Publicado originalmente em Jornal da USP. Para acessar, clique aqui.

Esper Kallás diz que o Butantan atende a uma solicitação do Governo Federal e que a vacinação em larga escala deverá ter seu início em 2026

O governo anunciou para 2026 o início de uma campanha de vacinação contra a dengue, que prevê ofertar 60 milhões de doses  anuais. O imunizante de dose única, que protegerá contra quatro sorotipos da dengue, está em produção no Instituto Butantan e tem como público alvo a população entre dois e 60 anos de idade incompletos.

O professor Esper Kallás, docente titular da Faculdade de Medicina da USP e diretor do Instituto Butantan, explica que a iniciativa faz parte dos editais do Programa de Desenvolvimento e Inovação Local (PDIL) e de Parcerias para o Desenvolvimento Produtivo (PDP), do Ministério da Saúde. Três dos quatro projetos contemplados são do Instituto Butantan, sendo dois deles relacionados ao combate da dengue. 

No mesmo evento que anunciou os projetos selecionados pelos editais, o governo demonstrou também a intenção de adquirir 60 milhões de doses para a distribuição em uma campanha de imunização em 2026. Contudo, o professor ressalta a necessidade da aprovação da Anvisa antes da produção das doses em grande quantidade e do início da campanha. “O nosso pacote para pedido de liberação da vacina foi completo em dezembro de 2024 […]. Somente com a liberação da agência essa vacina pode seguir adiante para ser utilizada aqui no Brasil. Qualquer produto feito no Brasil para utilização em pessoas, desde um quimioterápico até um creme que você passa na pele, depende da aprovação da agência. É uma agência super importante, fazem um papel de avaliar a qualidade, a segurança de tudo que é usado em pessoas – com a vacina da dengue não seria diferente.”

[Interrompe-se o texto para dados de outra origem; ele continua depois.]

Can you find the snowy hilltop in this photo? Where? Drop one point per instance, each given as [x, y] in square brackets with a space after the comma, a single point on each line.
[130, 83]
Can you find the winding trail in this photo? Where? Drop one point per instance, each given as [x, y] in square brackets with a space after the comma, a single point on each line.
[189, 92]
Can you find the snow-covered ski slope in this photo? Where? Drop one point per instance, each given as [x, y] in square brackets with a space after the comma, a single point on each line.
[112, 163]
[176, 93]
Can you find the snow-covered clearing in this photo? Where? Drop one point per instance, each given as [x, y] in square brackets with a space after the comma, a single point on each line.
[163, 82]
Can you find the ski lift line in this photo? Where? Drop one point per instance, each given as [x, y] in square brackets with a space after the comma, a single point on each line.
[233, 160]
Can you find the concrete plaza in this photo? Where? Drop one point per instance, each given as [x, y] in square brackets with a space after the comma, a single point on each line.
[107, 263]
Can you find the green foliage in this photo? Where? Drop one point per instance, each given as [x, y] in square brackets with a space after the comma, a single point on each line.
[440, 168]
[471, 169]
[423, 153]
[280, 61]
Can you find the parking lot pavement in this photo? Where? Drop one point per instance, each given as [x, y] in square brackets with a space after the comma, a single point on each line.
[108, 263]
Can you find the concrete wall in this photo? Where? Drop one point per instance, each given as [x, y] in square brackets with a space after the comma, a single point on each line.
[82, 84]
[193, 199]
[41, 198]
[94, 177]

Homem branco, meia idade, usando óculos e vestindo camisa branca com gravata de cor escura.
Esper Kallas – Foto: Repreodução

Tecnologia de proteção

O docente descreve o desenvolvimento do imunizante como uma vitória da ciência brasileira. Ele conta que o projeto se iniciou nos anos 90, com a transferência de licença de desenvolvimento de uma vacina descoberta por Steve Whitehead, um pesquisador dos Estados Unidos. Duas décadas depois, o medicamento passou na frente de seus concorrentes por ser capaz de combater a dengue com apenas uma dose aplicada. Além disso, a vacina é tetravalente, ou seja, oferece proteção contra os quatro tipos de vírus da dengue. Como um terceiro fator diferencial, Kallás menciona a grande eficiência do imunizante: “É uma vacina que consegue proteger muito bem pessoas de dois anos até 60 anos de idade incompletos, que é a faixa etária mais ampla das vacinas testadas até hoje. E a gente já tem dados mostrando que, passados 3,7 anos depois da última aplicação de uma dose da vacina, as pessoas mantêm ainda uma proteção. […] Agora a gente está analisando os dados de cinco anos”.

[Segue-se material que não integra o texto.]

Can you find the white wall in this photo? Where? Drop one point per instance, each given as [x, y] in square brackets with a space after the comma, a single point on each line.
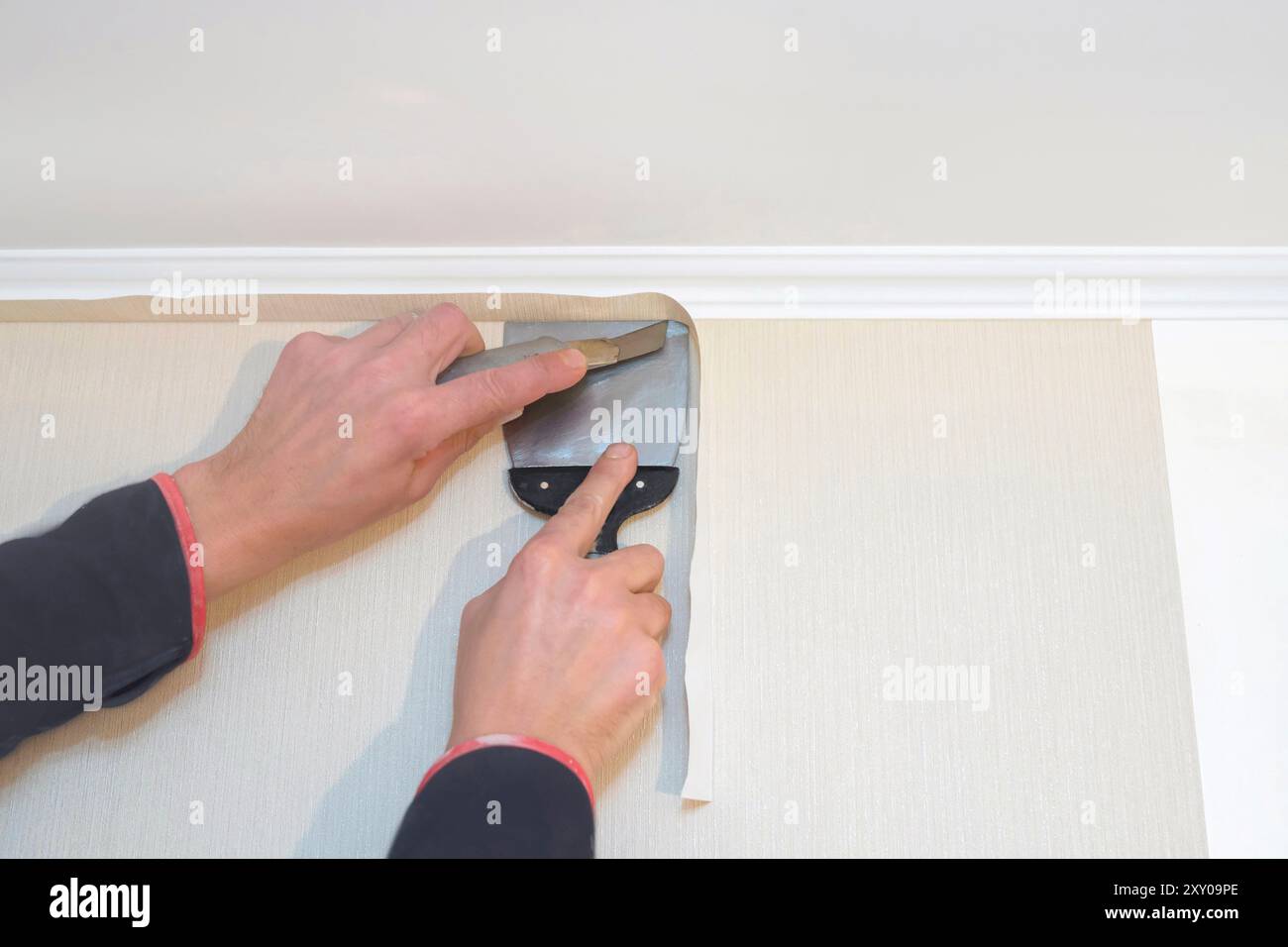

A respeito dos resultados de testes, realizados por todo o País e envolvendo quase 17 mil pessoas, o professor aponta indicadores promissores: “[O estudo] mostrou que a vacina é muito boa, muito eficaz na proteção da dengue um e dois. Nós não tivemos nesse período ocorrência de casos de dengue três e quatro. Mas tem dados indiretos, que é a quantidade de anticorpos protetores e alguns experimentos feitos fora do Brasil, nos Estados Unidos, que utilizaram de artifícios de infecção experimental, que a vacina também protege muito bem contra o tipo três”.

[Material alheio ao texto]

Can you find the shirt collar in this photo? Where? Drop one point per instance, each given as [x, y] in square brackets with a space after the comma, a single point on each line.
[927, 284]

Ele reforça que o vírus da dengue, introduzido no Brasil na década de 80, trouxe grandes problemas ao País e muitas mortes, sendo os dados a respeito da doença em 2024 ainda preocupantes. A vacina em desenvolvimento, então, pode ser um instrumento poderoso, aliado ao combate às formas tradicionais de transmissão da doença, explica Kallás. O imunizante ainda não é indicado a pessoas com algum defeito do sistema imunológico, gestantes e à população acima de 60 ou abaixo de dois anos, que também serão contemplados por uma nova pesquisa que se iniciará em 2025, no Instituto Butantan.